La farsa di Carnevale a San Costantino di Briatico

Una tradizione recuperata dagli anni Trenta
Per il secondo anno consecutivo, San Costantino di Briatico ha recuperato un'antica rappresentazione del carnevale, con un programma misto di percorsi, tracce e improvvisazioni costruiti tra farse carnascialesche e teatralità di strada. Una vera antica tradizione popolare che si svolgeva in paese, a memoria d'uomo, già agli inizi del '900, fino al 1949, ma che ha certamente radici antichissime. Nelle sue molteplici simbologie si colgono aspetti arcaici precristiani, medievali e cinquecentesche.

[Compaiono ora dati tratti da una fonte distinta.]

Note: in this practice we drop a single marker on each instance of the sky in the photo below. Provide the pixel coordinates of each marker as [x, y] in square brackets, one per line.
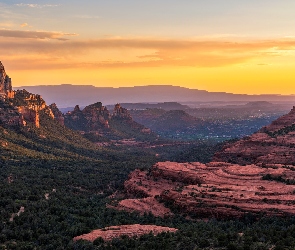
[230, 46]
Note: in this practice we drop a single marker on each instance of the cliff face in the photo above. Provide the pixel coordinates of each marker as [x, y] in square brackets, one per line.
[274, 143]
[58, 116]
[98, 122]
[20, 108]
[94, 117]
[5, 83]
[216, 189]
[264, 182]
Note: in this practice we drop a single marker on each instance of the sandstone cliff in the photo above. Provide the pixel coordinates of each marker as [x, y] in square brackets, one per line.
[98, 123]
[113, 232]
[274, 143]
[20, 108]
[216, 189]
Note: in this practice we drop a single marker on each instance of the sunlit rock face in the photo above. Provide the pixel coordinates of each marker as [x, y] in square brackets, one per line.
[113, 232]
[20, 108]
[273, 144]
[216, 189]
[5, 83]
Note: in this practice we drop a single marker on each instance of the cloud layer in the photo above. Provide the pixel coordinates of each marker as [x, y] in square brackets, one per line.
[43, 50]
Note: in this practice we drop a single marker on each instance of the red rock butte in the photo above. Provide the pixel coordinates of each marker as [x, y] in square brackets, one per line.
[216, 189]
[113, 232]
[273, 144]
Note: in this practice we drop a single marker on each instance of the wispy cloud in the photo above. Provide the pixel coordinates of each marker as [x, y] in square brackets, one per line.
[136, 52]
[24, 25]
[30, 5]
[34, 34]
[87, 17]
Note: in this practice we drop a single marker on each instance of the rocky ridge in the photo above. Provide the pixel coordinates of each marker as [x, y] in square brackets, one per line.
[272, 144]
[216, 189]
[113, 232]
[253, 175]
[98, 123]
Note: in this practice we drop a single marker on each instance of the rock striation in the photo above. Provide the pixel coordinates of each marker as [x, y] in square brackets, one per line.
[216, 189]
[58, 115]
[20, 108]
[274, 143]
[5, 81]
[98, 123]
[113, 232]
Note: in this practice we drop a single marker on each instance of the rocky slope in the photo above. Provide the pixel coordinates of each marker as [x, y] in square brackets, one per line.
[98, 123]
[216, 189]
[272, 144]
[113, 232]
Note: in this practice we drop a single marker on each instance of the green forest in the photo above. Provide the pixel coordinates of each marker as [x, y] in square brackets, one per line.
[62, 182]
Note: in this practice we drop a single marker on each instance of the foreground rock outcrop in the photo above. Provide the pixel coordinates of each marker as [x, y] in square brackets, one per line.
[273, 144]
[113, 232]
[216, 189]
[20, 108]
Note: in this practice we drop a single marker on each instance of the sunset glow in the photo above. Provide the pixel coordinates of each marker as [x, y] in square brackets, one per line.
[233, 47]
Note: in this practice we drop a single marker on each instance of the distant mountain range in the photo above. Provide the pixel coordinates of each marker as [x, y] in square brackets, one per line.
[67, 95]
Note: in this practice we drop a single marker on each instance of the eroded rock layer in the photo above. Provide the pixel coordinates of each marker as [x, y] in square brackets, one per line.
[273, 144]
[110, 233]
[216, 189]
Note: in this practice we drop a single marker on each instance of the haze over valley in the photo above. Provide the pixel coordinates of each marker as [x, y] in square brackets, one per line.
[147, 125]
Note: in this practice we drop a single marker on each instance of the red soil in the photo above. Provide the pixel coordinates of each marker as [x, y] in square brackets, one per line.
[110, 233]
[215, 189]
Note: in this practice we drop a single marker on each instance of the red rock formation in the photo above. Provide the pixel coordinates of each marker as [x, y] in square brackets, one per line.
[272, 144]
[5, 82]
[58, 116]
[113, 232]
[120, 112]
[215, 189]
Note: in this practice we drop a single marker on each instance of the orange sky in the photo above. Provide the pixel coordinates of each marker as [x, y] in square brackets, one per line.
[239, 62]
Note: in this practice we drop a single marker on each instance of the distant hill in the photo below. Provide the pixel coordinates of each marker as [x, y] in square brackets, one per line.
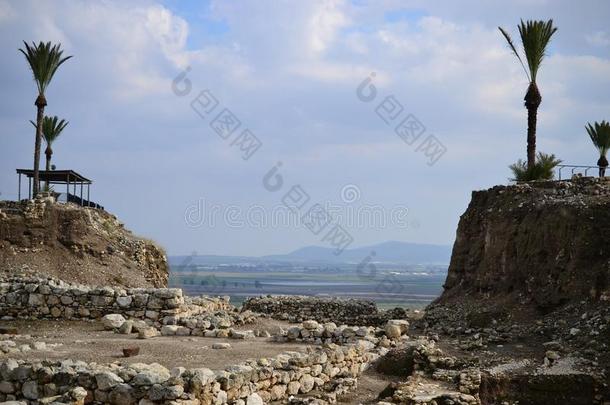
[389, 252]
[394, 252]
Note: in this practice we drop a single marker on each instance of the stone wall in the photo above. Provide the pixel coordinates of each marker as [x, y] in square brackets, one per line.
[252, 382]
[341, 311]
[37, 298]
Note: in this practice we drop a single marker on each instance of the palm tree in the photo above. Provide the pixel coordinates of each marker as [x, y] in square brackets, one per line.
[543, 169]
[51, 129]
[44, 60]
[600, 135]
[535, 37]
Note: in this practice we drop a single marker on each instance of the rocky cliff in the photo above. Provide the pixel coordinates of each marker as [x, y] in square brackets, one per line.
[83, 245]
[546, 243]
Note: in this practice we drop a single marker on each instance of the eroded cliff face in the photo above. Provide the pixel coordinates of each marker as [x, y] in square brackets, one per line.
[546, 243]
[77, 244]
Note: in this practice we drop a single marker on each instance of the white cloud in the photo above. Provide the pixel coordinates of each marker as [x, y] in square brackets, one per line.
[6, 11]
[599, 38]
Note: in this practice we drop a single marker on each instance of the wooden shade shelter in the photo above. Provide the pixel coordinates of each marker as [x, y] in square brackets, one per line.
[60, 177]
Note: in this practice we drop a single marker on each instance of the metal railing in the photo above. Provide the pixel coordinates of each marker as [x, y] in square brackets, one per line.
[573, 168]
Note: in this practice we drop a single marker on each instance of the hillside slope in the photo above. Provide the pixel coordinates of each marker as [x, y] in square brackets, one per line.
[77, 244]
[546, 243]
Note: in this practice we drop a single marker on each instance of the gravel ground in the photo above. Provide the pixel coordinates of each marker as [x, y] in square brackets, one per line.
[88, 341]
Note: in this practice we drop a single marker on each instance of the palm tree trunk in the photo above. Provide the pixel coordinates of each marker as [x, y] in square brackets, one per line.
[40, 104]
[532, 102]
[48, 153]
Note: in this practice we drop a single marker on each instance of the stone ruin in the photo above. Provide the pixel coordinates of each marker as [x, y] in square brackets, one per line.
[338, 355]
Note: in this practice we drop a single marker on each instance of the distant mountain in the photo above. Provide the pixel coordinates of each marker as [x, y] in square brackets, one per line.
[393, 252]
[388, 252]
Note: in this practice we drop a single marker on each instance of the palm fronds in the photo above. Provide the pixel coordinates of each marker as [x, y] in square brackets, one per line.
[44, 60]
[535, 37]
[543, 169]
[51, 128]
[600, 135]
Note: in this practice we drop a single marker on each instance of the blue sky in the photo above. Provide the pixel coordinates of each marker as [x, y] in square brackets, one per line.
[289, 70]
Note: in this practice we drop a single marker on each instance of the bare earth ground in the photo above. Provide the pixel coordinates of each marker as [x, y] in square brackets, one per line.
[370, 384]
[88, 341]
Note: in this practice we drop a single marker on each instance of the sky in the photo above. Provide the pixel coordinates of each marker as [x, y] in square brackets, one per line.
[218, 127]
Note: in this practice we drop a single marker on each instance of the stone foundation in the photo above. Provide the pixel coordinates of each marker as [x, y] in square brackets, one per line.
[39, 298]
[271, 379]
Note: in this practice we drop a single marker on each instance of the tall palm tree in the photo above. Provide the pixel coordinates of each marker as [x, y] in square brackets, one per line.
[535, 37]
[51, 129]
[44, 60]
[600, 135]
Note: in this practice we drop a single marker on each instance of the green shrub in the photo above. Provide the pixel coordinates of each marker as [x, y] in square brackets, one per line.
[544, 169]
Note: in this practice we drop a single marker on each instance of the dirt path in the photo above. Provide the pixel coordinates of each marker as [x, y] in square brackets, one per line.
[370, 384]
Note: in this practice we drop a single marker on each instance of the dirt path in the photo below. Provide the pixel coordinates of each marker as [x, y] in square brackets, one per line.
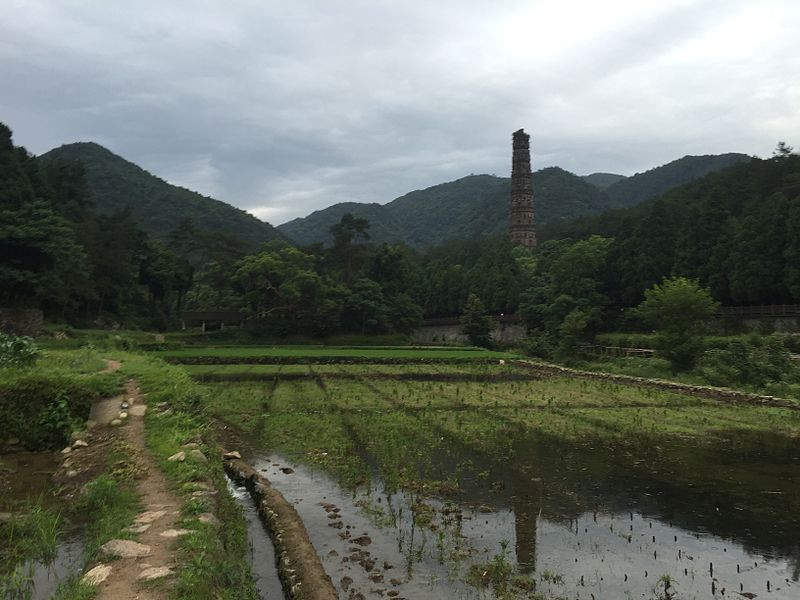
[154, 557]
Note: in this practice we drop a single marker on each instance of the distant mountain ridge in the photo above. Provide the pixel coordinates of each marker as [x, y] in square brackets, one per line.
[602, 180]
[643, 186]
[471, 206]
[158, 207]
[477, 205]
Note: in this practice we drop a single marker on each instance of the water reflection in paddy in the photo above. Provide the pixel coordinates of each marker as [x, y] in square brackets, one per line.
[582, 519]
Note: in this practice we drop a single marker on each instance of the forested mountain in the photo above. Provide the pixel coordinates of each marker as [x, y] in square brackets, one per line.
[115, 184]
[737, 231]
[602, 180]
[638, 188]
[471, 206]
[477, 205]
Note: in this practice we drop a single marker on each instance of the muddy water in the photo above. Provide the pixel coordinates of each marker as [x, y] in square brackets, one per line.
[262, 552]
[581, 519]
[26, 477]
[68, 562]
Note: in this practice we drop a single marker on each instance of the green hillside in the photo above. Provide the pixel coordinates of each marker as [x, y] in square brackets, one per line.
[638, 188]
[602, 180]
[477, 205]
[157, 206]
[471, 206]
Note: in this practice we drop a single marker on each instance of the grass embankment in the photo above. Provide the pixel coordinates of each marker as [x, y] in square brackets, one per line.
[752, 363]
[326, 354]
[43, 404]
[47, 402]
[212, 558]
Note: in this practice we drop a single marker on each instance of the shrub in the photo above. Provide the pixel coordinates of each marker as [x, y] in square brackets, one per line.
[755, 360]
[17, 351]
[42, 408]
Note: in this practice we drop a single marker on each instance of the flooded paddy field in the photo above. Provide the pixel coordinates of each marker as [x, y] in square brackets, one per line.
[463, 481]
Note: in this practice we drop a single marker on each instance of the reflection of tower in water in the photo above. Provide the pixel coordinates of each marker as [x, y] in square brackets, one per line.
[526, 501]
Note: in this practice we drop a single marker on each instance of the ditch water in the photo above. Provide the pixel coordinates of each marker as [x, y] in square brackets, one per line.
[26, 480]
[262, 552]
[584, 520]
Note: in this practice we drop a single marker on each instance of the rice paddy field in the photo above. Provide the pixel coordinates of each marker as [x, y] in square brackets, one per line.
[446, 474]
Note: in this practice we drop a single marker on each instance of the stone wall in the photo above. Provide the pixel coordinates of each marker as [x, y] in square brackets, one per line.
[21, 321]
[502, 333]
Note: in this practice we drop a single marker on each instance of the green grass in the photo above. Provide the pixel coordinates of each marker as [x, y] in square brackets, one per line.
[306, 352]
[346, 425]
[108, 505]
[31, 536]
[212, 558]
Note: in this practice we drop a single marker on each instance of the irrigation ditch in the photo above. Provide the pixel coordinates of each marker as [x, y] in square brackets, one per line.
[299, 567]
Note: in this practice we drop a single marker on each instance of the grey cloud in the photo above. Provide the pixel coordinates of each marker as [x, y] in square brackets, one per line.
[285, 107]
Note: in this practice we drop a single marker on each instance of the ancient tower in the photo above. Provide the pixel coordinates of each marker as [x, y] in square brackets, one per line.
[521, 228]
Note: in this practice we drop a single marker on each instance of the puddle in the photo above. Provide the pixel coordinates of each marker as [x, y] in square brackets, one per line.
[67, 563]
[26, 476]
[584, 520]
[261, 551]
[44, 577]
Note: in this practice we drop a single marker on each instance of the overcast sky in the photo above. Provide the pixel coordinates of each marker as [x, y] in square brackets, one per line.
[285, 107]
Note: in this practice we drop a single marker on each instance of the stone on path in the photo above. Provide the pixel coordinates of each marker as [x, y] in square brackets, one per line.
[173, 533]
[208, 518]
[97, 575]
[126, 549]
[198, 455]
[150, 516]
[155, 573]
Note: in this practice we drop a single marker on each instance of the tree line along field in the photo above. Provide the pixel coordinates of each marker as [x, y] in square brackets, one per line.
[457, 435]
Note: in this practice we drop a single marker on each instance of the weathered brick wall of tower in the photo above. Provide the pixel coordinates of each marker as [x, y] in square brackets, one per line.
[521, 228]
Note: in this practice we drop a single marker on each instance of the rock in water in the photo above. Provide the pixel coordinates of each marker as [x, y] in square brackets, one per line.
[198, 455]
[125, 549]
[97, 575]
[155, 573]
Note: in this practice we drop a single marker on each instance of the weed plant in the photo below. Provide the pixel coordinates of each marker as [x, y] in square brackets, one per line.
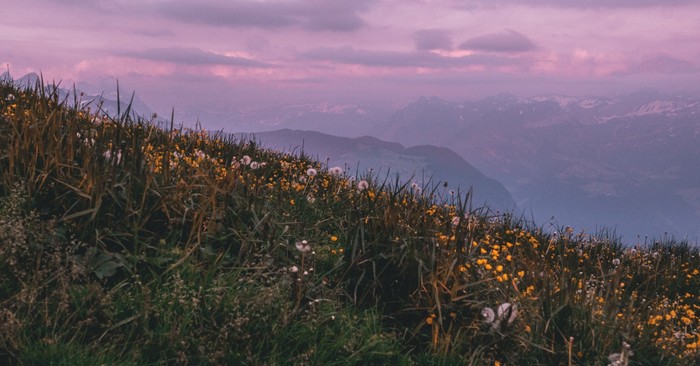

Un teatro della pazzia che ci ricorda tanto le storie che accadevano nel classico arcaico carnevale dei pazzi della Parigi di "Notre Dame de Paris" di Victor Hugò. Un percorso ritualizzato, dimenticato, un itinerario d'oggi che mette in scena il "discorso di Carnevale", un poemetto dalle radici popolari scritto da Grazioso Garrì ed ambientato proprio nella San Costantino degli anni Trenta. L'invito, curato dall'amministrazione comunale di Briatico, dal suo assessore alla cultura, Agostino Vallone ha suggerito di intervenire all'evento con costumi improvvisati secondo l'originale tradizione calabrese. I personaggi previsti dal copione della farsa sono, oltre a Carnevale, il medico, il prete, Corajisima, Quaresima la sorella triste di Carnevale, la figlia di Carnevale, i Ciangiulini (le prefiche vestite di nero), i confratelli, becchini e tamburi rullanti.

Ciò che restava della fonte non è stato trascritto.